Negli ultimi dieci anni sono stati cinque i geni individuati nella cardiomiopatia aritmogena nel laboratorio di genetica umana molecolare diretto dalla professoressa Alessandra Rampazzo, del dipartimento di biologia. Le ricerche più recenti si concentravano sulla mutazione delle proteine di particolari geni, i geni desmosomiali quali la desmogleina-2, che fa riferimento ai desmosomi, le giunzioni proteiche che legano fra loro le cellule dei tessuti.
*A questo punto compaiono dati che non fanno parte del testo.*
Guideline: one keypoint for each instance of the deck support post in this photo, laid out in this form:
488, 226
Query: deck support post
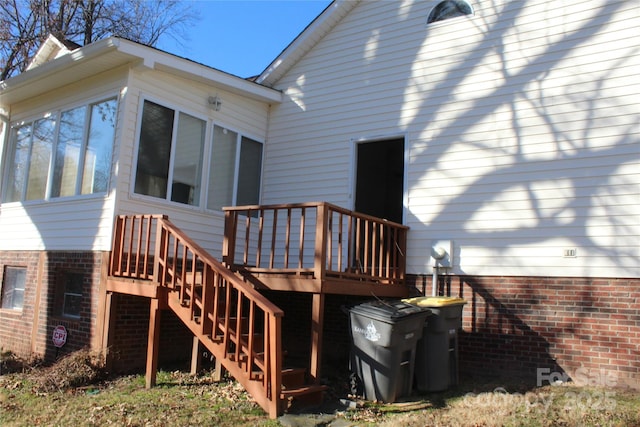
153, 343
317, 321
195, 356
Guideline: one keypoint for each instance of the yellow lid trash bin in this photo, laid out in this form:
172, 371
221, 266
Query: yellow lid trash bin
436, 362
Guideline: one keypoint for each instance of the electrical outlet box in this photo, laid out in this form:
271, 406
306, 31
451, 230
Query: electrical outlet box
442, 249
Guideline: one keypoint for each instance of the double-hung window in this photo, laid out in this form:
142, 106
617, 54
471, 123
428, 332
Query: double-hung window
66, 153
170, 155
172, 164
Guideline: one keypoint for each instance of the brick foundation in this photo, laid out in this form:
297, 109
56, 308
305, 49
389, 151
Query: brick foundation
584, 328
28, 332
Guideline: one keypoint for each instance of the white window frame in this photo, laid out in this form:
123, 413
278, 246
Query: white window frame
206, 164
56, 114
4, 285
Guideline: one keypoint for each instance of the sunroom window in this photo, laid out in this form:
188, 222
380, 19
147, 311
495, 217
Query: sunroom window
171, 162
449, 9
66, 153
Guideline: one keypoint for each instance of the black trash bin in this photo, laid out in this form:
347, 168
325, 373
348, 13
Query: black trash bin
384, 336
437, 350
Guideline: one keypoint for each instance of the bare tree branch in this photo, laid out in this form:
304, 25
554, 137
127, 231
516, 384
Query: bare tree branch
25, 24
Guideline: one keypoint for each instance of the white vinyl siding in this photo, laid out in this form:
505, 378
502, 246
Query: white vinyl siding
237, 114
521, 126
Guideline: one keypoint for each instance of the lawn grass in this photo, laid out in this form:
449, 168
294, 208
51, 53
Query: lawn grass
58, 396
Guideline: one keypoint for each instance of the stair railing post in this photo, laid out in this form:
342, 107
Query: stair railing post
275, 358
161, 242
229, 242
322, 224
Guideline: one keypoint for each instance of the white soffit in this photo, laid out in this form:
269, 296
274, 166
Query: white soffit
111, 53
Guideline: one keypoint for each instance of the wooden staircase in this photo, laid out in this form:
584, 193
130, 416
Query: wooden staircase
236, 323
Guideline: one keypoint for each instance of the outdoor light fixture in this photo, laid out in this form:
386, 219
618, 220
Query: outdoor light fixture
215, 102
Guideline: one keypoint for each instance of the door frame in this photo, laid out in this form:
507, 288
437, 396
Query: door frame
354, 167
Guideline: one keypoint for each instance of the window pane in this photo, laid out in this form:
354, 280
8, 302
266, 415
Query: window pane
154, 151
17, 172
187, 165
72, 303
222, 168
249, 174
70, 135
97, 158
43, 132
13, 287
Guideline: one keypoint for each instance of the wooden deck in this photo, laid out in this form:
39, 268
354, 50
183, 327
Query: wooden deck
315, 248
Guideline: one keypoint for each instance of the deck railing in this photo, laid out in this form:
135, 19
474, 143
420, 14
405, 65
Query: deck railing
236, 323
316, 239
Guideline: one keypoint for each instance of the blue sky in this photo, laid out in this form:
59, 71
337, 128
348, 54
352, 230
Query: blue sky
242, 37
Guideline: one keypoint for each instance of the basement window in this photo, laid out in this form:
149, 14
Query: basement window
449, 9
13, 287
69, 294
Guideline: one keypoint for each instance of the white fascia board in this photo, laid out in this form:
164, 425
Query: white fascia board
23, 85
185, 68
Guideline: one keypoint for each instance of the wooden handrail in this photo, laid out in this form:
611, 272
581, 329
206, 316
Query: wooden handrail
344, 244
236, 323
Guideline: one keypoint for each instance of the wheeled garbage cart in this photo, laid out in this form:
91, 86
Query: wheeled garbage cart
437, 351
384, 336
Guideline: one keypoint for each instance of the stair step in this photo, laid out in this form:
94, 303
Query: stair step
293, 377
304, 390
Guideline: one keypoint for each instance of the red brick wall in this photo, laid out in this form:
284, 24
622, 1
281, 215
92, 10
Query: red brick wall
129, 334
516, 325
16, 327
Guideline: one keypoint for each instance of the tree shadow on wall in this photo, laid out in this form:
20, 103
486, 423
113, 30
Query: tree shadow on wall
495, 342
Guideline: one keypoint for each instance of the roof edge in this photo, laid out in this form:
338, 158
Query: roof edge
306, 40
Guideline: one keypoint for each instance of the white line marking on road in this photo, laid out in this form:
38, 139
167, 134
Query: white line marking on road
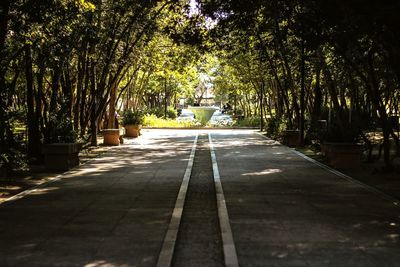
230, 256
167, 249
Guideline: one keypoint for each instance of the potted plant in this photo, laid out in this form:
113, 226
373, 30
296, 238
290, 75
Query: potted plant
61, 148
132, 121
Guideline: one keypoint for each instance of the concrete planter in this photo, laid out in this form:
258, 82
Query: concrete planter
343, 155
111, 137
132, 130
291, 138
61, 156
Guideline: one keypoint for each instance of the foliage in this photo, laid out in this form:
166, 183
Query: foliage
132, 117
61, 129
153, 121
275, 127
160, 112
248, 122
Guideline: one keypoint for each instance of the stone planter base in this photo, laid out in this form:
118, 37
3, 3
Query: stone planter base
291, 138
132, 130
111, 137
343, 155
61, 156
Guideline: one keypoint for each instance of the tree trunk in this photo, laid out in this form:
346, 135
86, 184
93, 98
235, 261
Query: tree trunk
32, 120
111, 114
Ora l’attenzione si è spostata sul gene “alfa-T-catenina”, importante per la stabilità delle giunzioni intercellulari, in particolare della “fascia adherens”, la cui fragilità causa la morte della cellula. 

“Quando il gene che codifica proteine per le giunzioni intercellulari ha una mutazione – spiega Thiene – stampa una proteina sbagliata e questa finisce per scollare i cardiomiociti, cioè le cellule contrattili del cuore, determinandone la morte, a cui segue una riparazione cellulare con tessuto fibro-adiposo. Questo provoca difficoltà nella trasmissione dell’impulso elettrico con conseguenti aritmie talvolta così gravi da causare morte improvvisa. La comparsa delle manifestazioni cliniche della malattia è in genere legata all’esercizio fisico, in conseguenza del quale il paziente riporta palpitazioni e tachicardia ventricolare che può evolvere in fibrillazione ventricolare”.

“L’obiettivo delle nostre indagini – continua Thiene – è ora quello di capire perché muoiono queste cellule. L’aver scoperto un ulteriore gene associato alla malattia aumenta dal 50 al 60% le possibilità di diagnosi preventiva. La diagnosi genetica consente di individuare i portatori del gene malato che non hanno ancora contratto la malattia, ma che potrebbero manifestarla nel futuro, permettendo di mettere in atto misure preventive. La diagnosi dunque è possibile ed è possibile anche l’identificazione delle basi genetiche. Le diverse mutazioni hanno diverse malignità e quindi possono avere prognosi più o meno sfavorevoli. A quel punto si può intervenire con farmaci oppure con un defibrillatore impiantabile (con un catetere che entra nel cuore), o esterno, che si applica sul petto dei pazienti. Si tratta di una malattia non presente alla nascita ma che si manifesta verso i 10-15 anni con la crescita del cuore. Alla nascita è presente il difetto genetico. Probabilmente l’attività ludico-sportiva, e il carico sul cuore favoriscono l’insorgere della patologia, tanto che si teme che lo sport faccia male non solo perché evoca le aritmie ma perché accelera i fenomeni di progressione della malattia”.

Lo studio vede la collaborazione di  studiosi del dipartimento di biologia del dipartimento di scienze cardiologiche, toraciche e vascolari con la professoressa Cristina basso, Domenico Corrado e Barbara Bauce, mentre  l’équipe genetica è composta da sei ricercatrici, Martina Calore, Emanuela Dazzo, Marzia De Bortoli, Alessandra Lorenzon, Ilena Li Mura e Giorgia Beffagna, tutte sotto i 40 anni. La soddisfazione per questo successo porta con sé un pizzico di amarezza: nonostante la loro bravura sono tutte precarie e la prosecuzione delle loro ricerche non è assicurata. 

Un contributo importante viene però dai finanziamenti esterni: 430.000 euro dalla fondazione Cariparo, cui si aggiungono in questi giorni altri 80.000 euro donati dall’associazione ARCA per istituire una posizione di dirigente medico cardiologo per lo screening clinico genetico delle famiglie affette da cardiomiopatia aritmogena.